The $340,000 platinum escapement has triggered a legal firestorm. The dead horologist's estranged son has filed an injunction claiming the estate sale was unauthorized, a Swiss watchmaking collective called Compagnie du Treizième has produced a 1987 contract asserting the mechanism was on indefinite loan, and a woman identifying herself only as 'the other curious one' has a handwritten letter from the horologist promising it to whoever opened the compartment — dated three days before he died. Double's lawyer says they can fight all three claims for roughly $85,000 in legal fees and fourteen months, or they can accept a $140,000 buyout offer the Swiss collective just slid across the table. Double wants to fight. Bust wants to take the $140,000, walk away with a $139,925 profit on a seventy-five dollar clock, and never say the word 'escapement' again.
“The man literally built a puzzle to find the right owner and we SOLVED it. I'm not selling our destiny to a Swiss consortium for less than half.”

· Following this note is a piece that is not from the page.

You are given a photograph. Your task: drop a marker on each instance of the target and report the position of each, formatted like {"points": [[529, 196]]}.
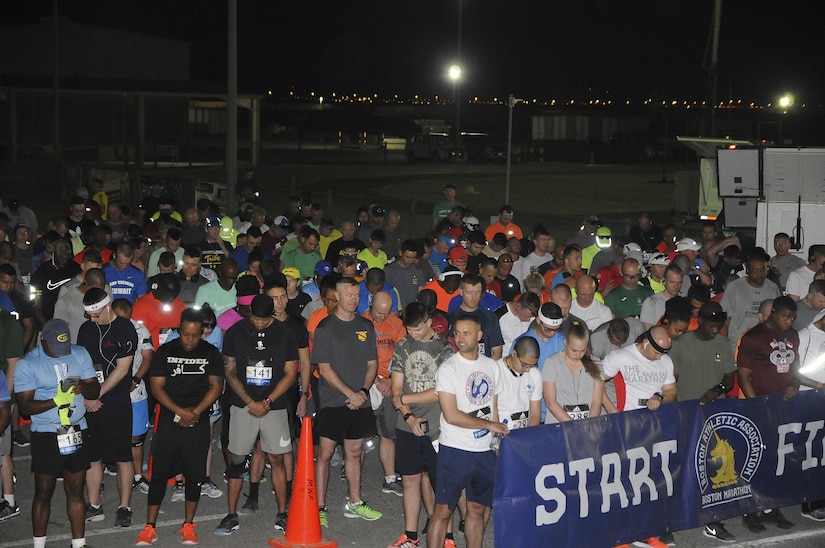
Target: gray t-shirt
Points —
{"points": [[418, 361], [742, 301], [347, 346], [574, 391], [700, 365]]}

“We turned seventy-five dollars into a hundred and forty thousand in one morning and you want to spend eighty-five grand to argue about it for a year in a state where we don't even live.”
Fourteen months and $83,000 in legal fees later, the estranged son's injunction collapsed when it turned out he'd been legally disowned in 1994, the Swiss contract was invalidated because Compagnie du Treizième had accidentally dissolved itself in 2003 over a filing error, and 'the other curious one' simply never showed up to court — leaving Double and Bust with a platinum escapement that a Sotheby's specialist appraised at $410,000 after discovering a previously hidden tourbillon complication inside the mechanism.
See, the man built a puzzle inside the puzzle — we were ALWAYS supposed to hold.
We won because the Swiss forgot to file paperwork twenty years ago, but sure, it was destiny.